FOGEC : cinq ans après, le pari de l’entrepreneuriat congolais entre bilan encourageant et nouveau départ

Cinq ans après sa création, le Fonds de Garantie de l’Entrepreneuriat au Congo (FOGEC) tourne une page de son histoire. Né en 2020 pour faciliter l’accès des petites et moyennes entreprises (PME) au crédit bancaire, l’établissement public aborde une nouvelle étape avec la nomination d’une nouvelle équipe dirigeante, après un premier mandat marqué par la structuration de l’institution et la montée en puissance de son mécanisme de garantie.

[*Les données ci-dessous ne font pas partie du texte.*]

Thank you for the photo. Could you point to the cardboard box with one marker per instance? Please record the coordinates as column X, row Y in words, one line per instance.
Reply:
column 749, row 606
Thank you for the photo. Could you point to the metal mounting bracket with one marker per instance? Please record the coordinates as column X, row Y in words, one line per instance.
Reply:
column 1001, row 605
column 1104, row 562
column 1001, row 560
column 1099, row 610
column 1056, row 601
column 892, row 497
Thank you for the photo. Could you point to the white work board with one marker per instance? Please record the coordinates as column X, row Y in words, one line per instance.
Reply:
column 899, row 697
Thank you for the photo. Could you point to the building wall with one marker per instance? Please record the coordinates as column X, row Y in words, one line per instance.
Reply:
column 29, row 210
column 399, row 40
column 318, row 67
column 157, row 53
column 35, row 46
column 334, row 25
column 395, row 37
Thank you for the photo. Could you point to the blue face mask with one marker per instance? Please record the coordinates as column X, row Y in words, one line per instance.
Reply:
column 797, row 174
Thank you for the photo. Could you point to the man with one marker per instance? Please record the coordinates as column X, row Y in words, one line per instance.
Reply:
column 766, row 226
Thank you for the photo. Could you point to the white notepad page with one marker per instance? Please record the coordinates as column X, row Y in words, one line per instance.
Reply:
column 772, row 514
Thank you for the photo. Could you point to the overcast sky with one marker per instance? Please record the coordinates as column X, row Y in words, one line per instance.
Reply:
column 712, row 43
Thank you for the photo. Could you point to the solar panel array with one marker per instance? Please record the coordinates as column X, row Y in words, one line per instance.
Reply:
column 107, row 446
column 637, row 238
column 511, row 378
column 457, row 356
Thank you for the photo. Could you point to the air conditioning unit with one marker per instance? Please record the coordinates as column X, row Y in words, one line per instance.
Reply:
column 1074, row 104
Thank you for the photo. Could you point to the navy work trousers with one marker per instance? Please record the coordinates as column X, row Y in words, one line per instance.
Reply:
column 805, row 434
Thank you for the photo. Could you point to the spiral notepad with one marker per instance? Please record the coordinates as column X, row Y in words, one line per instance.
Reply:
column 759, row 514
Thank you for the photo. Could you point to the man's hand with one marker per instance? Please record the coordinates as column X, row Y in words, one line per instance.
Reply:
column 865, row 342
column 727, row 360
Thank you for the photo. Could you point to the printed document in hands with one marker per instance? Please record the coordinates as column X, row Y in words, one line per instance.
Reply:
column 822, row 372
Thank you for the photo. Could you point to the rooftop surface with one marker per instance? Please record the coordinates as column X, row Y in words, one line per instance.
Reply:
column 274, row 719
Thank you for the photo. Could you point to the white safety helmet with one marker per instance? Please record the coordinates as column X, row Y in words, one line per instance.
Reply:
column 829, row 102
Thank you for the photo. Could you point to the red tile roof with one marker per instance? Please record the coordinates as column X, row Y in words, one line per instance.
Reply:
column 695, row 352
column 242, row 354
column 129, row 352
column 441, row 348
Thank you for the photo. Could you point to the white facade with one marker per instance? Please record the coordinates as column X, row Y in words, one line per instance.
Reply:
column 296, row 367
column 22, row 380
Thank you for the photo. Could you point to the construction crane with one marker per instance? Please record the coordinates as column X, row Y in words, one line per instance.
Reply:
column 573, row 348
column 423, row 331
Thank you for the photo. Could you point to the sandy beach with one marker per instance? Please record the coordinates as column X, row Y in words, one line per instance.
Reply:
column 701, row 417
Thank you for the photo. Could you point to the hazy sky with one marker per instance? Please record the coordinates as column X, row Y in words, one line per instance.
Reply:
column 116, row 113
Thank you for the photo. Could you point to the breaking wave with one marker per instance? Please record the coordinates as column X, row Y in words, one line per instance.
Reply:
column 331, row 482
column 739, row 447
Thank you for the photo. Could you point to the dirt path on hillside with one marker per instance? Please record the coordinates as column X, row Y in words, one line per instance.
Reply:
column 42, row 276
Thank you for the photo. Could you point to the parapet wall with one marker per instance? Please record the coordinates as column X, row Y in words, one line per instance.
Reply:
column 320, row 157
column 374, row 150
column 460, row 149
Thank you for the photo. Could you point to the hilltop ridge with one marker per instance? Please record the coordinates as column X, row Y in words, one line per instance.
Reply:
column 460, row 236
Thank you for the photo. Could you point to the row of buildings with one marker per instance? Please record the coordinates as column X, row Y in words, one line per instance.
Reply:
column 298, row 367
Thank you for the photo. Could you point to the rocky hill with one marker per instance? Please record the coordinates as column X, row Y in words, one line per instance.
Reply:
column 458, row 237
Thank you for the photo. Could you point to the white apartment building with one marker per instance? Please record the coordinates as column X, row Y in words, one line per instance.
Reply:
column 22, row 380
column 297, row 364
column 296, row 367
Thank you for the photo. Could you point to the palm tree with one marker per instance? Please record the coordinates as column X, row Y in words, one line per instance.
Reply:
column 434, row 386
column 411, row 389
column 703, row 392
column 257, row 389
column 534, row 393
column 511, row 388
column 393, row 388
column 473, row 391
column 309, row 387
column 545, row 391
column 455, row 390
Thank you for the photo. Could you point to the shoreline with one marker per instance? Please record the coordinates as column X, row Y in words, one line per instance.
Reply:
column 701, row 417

Par ordonnance présidentielle publiée le 3 juin 2026, le président Félix Tshisekedi a confié la gouvernance du FOGEC à Mukanya Katanga Évariste, président du Conseil d’administration, Luto Nzolantima, directeur général, et Lénine Okana Nsiawi, directeur général adjoint. Cette nouvelle équipe hérite d’une institution qui revendique des résultats inédits dans un pays où l’accès au financement demeure l’un des principaux freins au développement des entreprises.

Le bilan présenté avant la transition est jugé encourageant. Selon les chiffres communiqués par le FOGEC, 453 entrepreneurs ont bénéficié de son accompagnement dans 16 provinces, pour plus de 5,3 millions de dollars mobilisés, dont 96 % sous forme de crédits bancaires garantis. L’institution affirme également avoir contribué à la création ou à la consolidation de plus de 2 500 emplois, tandis que près de la moitié des financements ont été orientés vers l’agro-industrie. Les jeunes de moins de 45 ans représentent 60 % des bénéficiaires et les femmes 31 %.

Lors de la présentation de la quatrième cohorte d’entrepreneurs en mai 2026, le directeur général sortant, Laurent Munzemba Kompa, résumait le chemin parcouru : « C’est le sentiment du travail accompli (…). Notre première cohorte comptait 10 entrepreneurs, puis 48, ensuite 90 et aujourd’hui 102 entrepreneurs pour 3,5 millions de dollars. Nous sommes fiers. Ce n’est qu’un début. »

Pour lui, le principal succès du FOGEC dépasse les seuls montants mobilisés. « Nous avons su transformer une idée en un levier financier crédible auprès du secteur bancaire et des partenaires », déclarait-il, soulignant qu’un opérateur économique congolais avait récemment injecté un million de dollars dans le fonds, preuve, selon lui, que « la gestion transparente des fonds publics peut générer la confiance ».

Le ministre de l’Entrepreneuriat et du Développement des PME, Justin Kalumba Mwana Ngongo, a pour sa part appelé le FOGEC à franchir une nouvelle étape. « Je voudrais vous engager à multiplier les modalités de financement (…). Allez dans la prise de participation dans les entreprises porteuses de croissance », a-t-il déclaré, annonçant parallèlement la création du FOGEC S.A., destiné à accompagner les start-up et les entreprises en phase d’expansion.

Malgré ces avancées, les défis demeurent considérables. Les besoins de financement des PME congolaises se chiffrent en milliards de dollars, alors que le volume d’intervention du FOGEC reste encore limité. La faible formalisation des entreprises, les exigences du secteur bancaire et les disparités entre provinces continuent également de freiner l’accès au crédit.

La mission de la nouvelle direction sera donc décisive. Après avoir démontré qu’un mécanisme public de garantie pouvait restaurer la confiance entre les banques et les entrepreneurs, elle devra désormais changer d’échelle. Plus qu’un simple fonds de garantie, le FOGEC ambitionne de devenir l’un des piliers du financement de l’entrepreneuriat congolais et un instrument de diversification de l’économie nationale.